Our first stop along the route is at Glenfinnan. It was here in on Monday 19 August 1745 a small rowing boat landed at the north end of Loch Shiel and ‘Bonnie Prince Charlie’ came ashore and met his escort of 50 MacDonalds before retiring to a nearby barn to await the response to letters he had sent to possible supporters all over the Highlands. Another 150 MacDonalds were quickly on the scene, but for some time it seemed that Bonnie Prince Charlie was going to have to challenge for his father's right to the thrones of Scotland and England with just 200 men. Then pipes were heard approaching from the north. It was up to 1000 men of the Clan Cameron belatedly followed by three hundred Macdonnells who had been delayed by a successful skirmish with Government troops near today's Spean Bridge, and from here the beginnings of the Jacobite Rising were born. It was to end though in bloody failure at Culloden on 16 April 1746, less than eight months later. In its aftermath the Highland way of life that had existed for hundreds of years was swept away by brutality, suppression and self interest. Public executions of those loyal to the Jacobite cause impressed upon the Scottish people the need to toe the line, and the lands of the Jacobite chiefs were forfeited and a determined effort was made to end the clan system once and for all.
By 1815 the Jacobite threat had receded sufficiently into history to allow the erection at Glenfinnan of a monument to mark the raising of the standard, paid for by the wealthy descendant of a Jacobite. This is a stone tower surmounted by a statue of a kilted highlander (not the prince himself as is often thought).

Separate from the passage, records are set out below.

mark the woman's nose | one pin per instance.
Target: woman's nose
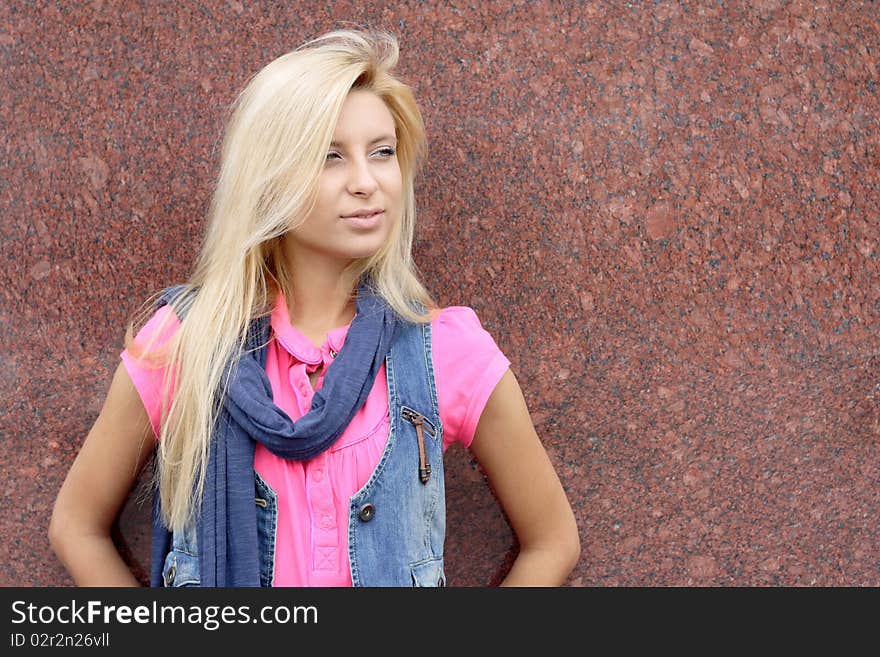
(361, 181)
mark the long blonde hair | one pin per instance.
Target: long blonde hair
(273, 151)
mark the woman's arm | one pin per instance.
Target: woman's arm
(101, 478)
(510, 453)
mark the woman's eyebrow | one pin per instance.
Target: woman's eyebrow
(370, 143)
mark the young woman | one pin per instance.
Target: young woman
(303, 385)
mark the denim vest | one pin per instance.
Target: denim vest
(397, 520)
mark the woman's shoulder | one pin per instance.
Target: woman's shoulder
(459, 328)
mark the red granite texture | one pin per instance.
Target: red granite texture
(665, 212)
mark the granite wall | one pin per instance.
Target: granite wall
(665, 212)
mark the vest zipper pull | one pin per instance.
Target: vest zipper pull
(418, 421)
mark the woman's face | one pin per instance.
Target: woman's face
(360, 189)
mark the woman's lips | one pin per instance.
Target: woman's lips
(365, 221)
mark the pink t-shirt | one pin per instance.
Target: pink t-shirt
(311, 546)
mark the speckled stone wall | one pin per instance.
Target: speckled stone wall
(665, 212)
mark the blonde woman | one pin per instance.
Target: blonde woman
(299, 391)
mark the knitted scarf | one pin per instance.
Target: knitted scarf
(227, 531)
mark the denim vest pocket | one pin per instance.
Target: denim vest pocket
(428, 572)
(266, 501)
(182, 562)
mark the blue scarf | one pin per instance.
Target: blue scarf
(227, 530)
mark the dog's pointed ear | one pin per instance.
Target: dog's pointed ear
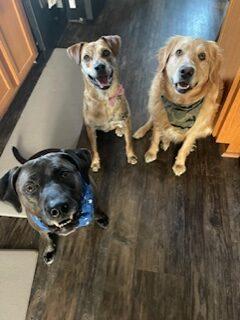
(74, 52)
(8, 191)
(114, 43)
(82, 158)
(165, 52)
(216, 57)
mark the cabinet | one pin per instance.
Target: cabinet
(17, 50)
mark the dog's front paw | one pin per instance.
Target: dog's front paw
(179, 169)
(149, 157)
(165, 145)
(138, 134)
(132, 159)
(48, 257)
(95, 166)
(119, 132)
(103, 221)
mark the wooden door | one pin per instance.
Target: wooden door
(7, 89)
(17, 45)
(227, 128)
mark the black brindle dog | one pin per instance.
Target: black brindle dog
(55, 189)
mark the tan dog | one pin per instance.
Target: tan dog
(184, 96)
(105, 106)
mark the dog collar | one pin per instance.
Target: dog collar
(180, 116)
(87, 210)
(119, 92)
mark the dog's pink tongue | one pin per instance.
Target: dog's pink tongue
(103, 80)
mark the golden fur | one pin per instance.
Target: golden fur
(206, 83)
(98, 112)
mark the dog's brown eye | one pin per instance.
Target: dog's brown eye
(64, 174)
(30, 188)
(202, 56)
(106, 53)
(179, 52)
(86, 58)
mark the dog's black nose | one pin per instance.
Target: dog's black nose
(186, 72)
(100, 67)
(58, 208)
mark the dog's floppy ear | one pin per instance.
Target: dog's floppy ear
(8, 191)
(114, 43)
(215, 53)
(82, 159)
(164, 53)
(74, 52)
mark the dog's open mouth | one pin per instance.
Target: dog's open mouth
(70, 222)
(182, 86)
(102, 81)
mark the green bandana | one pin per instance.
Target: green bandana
(182, 117)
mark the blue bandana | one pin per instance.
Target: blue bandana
(87, 210)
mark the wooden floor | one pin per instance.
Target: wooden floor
(172, 250)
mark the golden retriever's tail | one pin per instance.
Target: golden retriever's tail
(140, 133)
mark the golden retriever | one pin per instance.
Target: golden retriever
(105, 106)
(184, 97)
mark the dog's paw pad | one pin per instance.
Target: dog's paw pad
(149, 157)
(48, 257)
(119, 132)
(179, 169)
(165, 145)
(95, 166)
(103, 222)
(132, 159)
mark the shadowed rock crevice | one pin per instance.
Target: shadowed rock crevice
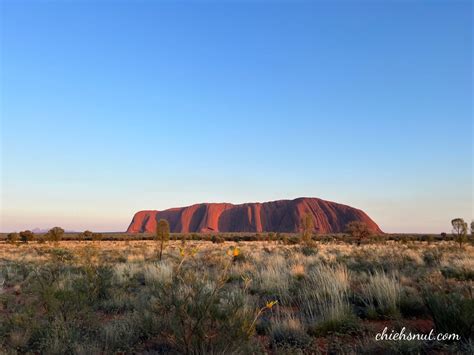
(275, 216)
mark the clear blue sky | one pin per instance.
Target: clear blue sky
(109, 107)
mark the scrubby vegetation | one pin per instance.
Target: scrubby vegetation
(225, 297)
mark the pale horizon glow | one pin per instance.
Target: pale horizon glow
(111, 107)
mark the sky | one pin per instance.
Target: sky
(110, 107)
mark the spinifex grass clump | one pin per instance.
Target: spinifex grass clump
(381, 295)
(104, 297)
(323, 299)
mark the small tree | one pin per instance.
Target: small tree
(27, 236)
(162, 234)
(13, 237)
(55, 234)
(459, 230)
(358, 230)
(307, 226)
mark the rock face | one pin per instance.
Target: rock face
(276, 216)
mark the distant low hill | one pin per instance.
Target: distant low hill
(277, 216)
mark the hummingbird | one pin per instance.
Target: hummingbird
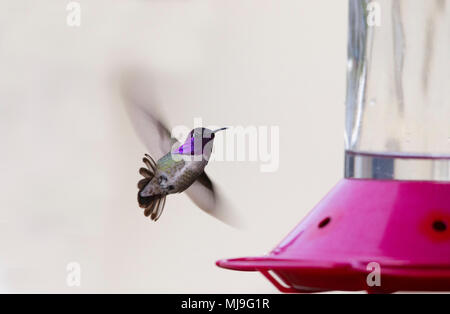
(180, 167)
(176, 171)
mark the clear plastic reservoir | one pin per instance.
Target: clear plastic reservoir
(398, 90)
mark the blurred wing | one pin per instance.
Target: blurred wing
(203, 194)
(142, 111)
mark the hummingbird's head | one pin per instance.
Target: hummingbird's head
(199, 142)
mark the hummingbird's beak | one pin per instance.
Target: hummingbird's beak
(221, 129)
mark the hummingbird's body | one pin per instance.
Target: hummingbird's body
(175, 172)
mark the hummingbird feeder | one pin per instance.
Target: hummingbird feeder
(391, 212)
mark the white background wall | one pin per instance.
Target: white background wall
(69, 155)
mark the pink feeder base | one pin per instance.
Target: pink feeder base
(402, 226)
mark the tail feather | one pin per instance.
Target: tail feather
(153, 204)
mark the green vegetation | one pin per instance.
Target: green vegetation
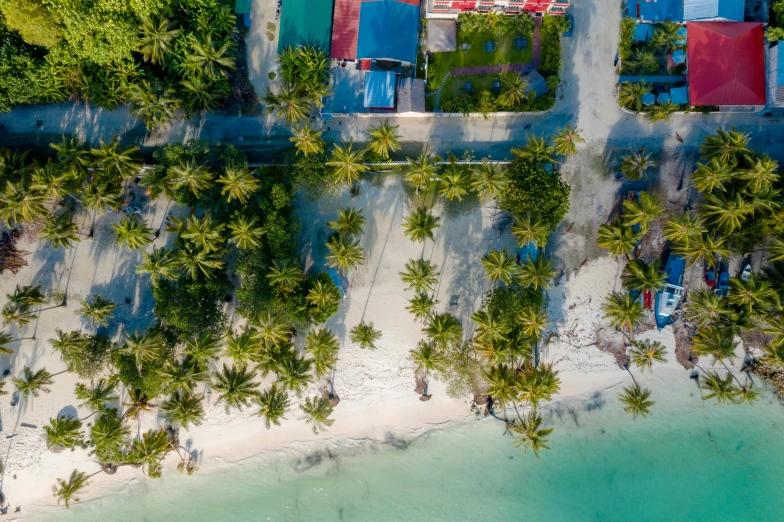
(159, 56)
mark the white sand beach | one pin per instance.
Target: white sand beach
(376, 387)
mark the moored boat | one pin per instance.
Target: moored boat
(668, 299)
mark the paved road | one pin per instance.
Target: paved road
(586, 99)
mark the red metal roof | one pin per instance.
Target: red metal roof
(345, 29)
(726, 63)
(463, 5)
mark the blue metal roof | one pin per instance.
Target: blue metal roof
(656, 11)
(380, 89)
(707, 9)
(679, 95)
(388, 29)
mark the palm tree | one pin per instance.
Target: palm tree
(188, 174)
(98, 312)
(19, 204)
(383, 139)
(245, 232)
(641, 277)
(344, 254)
(238, 183)
(762, 174)
(421, 275)
(203, 348)
(98, 395)
(160, 264)
(630, 94)
(720, 389)
(306, 140)
(727, 146)
(273, 404)
(193, 261)
(144, 347)
(318, 411)
(294, 374)
(63, 432)
(150, 451)
(725, 211)
(488, 181)
(350, 222)
(427, 358)
(132, 232)
(184, 409)
(705, 307)
(529, 434)
(617, 238)
(270, 331)
(623, 311)
(536, 274)
(419, 225)
(752, 295)
(209, 58)
(347, 163)
(443, 330)
(514, 89)
(242, 348)
(66, 491)
(644, 353)
(421, 305)
(637, 400)
(291, 103)
(712, 175)
(365, 335)
(535, 150)
(421, 170)
(203, 232)
(235, 386)
(454, 184)
(108, 436)
(157, 38)
(565, 142)
(285, 275)
(500, 265)
(635, 166)
(680, 228)
(703, 247)
(33, 383)
(59, 230)
(530, 228)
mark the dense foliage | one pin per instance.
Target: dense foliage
(158, 56)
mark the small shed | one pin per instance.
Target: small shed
(380, 89)
(441, 35)
(680, 95)
(411, 95)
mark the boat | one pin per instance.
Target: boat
(710, 274)
(723, 287)
(668, 299)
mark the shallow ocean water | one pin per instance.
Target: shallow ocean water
(689, 460)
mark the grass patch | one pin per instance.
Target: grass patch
(505, 53)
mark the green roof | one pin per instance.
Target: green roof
(306, 22)
(242, 7)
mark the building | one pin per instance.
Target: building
(686, 10)
(726, 64)
(776, 76)
(452, 8)
(375, 29)
(305, 22)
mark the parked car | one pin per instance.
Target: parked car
(570, 28)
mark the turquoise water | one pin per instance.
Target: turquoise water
(688, 461)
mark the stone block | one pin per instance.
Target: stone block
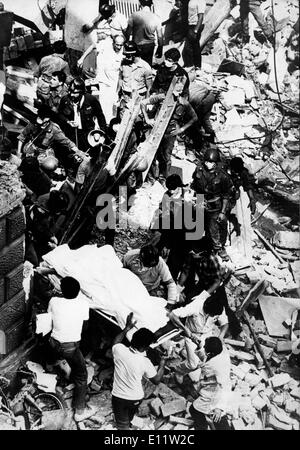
(174, 407)
(11, 256)
(15, 225)
(14, 336)
(14, 282)
(2, 232)
(12, 311)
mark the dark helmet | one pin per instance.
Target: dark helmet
(107, 11)
(77, 85)
(130, 48)
(212, 155)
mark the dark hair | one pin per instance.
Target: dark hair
(44, 111)
(237, 164)
(59, 47)
(174, 181)
(173, 53)
(201, 245)
(213, 345)
(149, 255)
(212, 307)
(60, 75)
(77, 84)
(58, 201)
(142, 338)
(70, 287)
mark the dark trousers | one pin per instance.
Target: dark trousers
(253, 6)
(147, 52)
(191, 53)
(124, 411)
(216, 231)
(200, 422)
(71, 353)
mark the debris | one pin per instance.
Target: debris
(173, 407)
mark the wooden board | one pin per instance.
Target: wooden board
(275, 310)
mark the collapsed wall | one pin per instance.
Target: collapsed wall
(12, 246)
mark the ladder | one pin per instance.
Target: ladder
(99, 175)
(148, 148)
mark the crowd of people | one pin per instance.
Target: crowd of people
(66, 141)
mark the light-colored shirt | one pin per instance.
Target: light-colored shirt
(217, 394)
(195, 7)
(145, 25)
(197, 321)
(108, 64)
(68, 316)
(151, 277)
(135, 76)
(130, 368)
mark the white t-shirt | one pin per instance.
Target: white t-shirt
(68, 316)
(195, 7)
(130, 367)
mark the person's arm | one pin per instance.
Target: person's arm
(160, 373)
(85, 54)
(130, 323)
(198, 27)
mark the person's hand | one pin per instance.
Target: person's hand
(221, 217)
(252, 206)
(130, 323)
(176, 131)
(216, 415)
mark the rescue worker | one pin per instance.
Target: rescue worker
(135, 76)
(45, 138)
(144, 26)
(167, 70)
(80, 113)
(213, 182)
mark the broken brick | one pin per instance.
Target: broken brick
(173, 407)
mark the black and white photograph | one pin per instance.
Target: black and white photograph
(149, 218)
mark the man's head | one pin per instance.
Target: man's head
(142, 339)
(212, 308)
(43, 116)
(118, 43)
(5, 148)
(201, 248)
(58, 79)
(236, 164)
(70, 287)
(107, 11)
(149, 255)
(213, 346)
(130, 51)
(146, 3)
(173, 182)
(172, 57)
(59, 47)
(211, 158)
(77, 89)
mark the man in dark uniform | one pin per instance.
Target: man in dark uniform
(211, 180)
(77, 113)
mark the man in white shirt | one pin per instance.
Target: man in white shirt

Sitting adjacent to the monument lays Glenfinnan Viaduct which is 416 yards long and made up of 21 arches, the tallest of which is 100ft high. What is less obvious from a distance is that the viaduct is also curved, leading the track round the head of the River Finnan valley. The Viaduct is more recognizable today for the flying car sequence in Harry Potter and the Chamber of Secrets.

From here we travel on to the end of the Road to the Isles to the quaint fishing village of Mallaig which is also the main ferry terminus for Skye and is also the main hopping off point for those wanting to catch a ferry to the islands of Rum, Eigg and Muck. Alas, Mallaig in March is a rather desolate place as the town prepares itself for the influx of tourists at Easter and beyond. However, as the sun puts in a welcome appearance we manage to capture a scenic panorama of this famous harbour.

On our return to Fort William we detour slightly off the A830 to visit the Silv
er Sands of Morar, made famous through countless calendars, were the setting for the beach scenes in the classic film 'Local Hero' were captured. There are a whole series of beaches lying to the west of the old road between Arisaig and Morar with the islands of Eigg and Rum in the distance. To our astonishment we find the Silver Sands bathed in brilliant sunshine and bereft of human activity as we rejoice in its solitude. For the brief hour or so we share on the beach, we could with a little imagination be on a secluded beach in The Bahamas, albeit in near zero temperatures.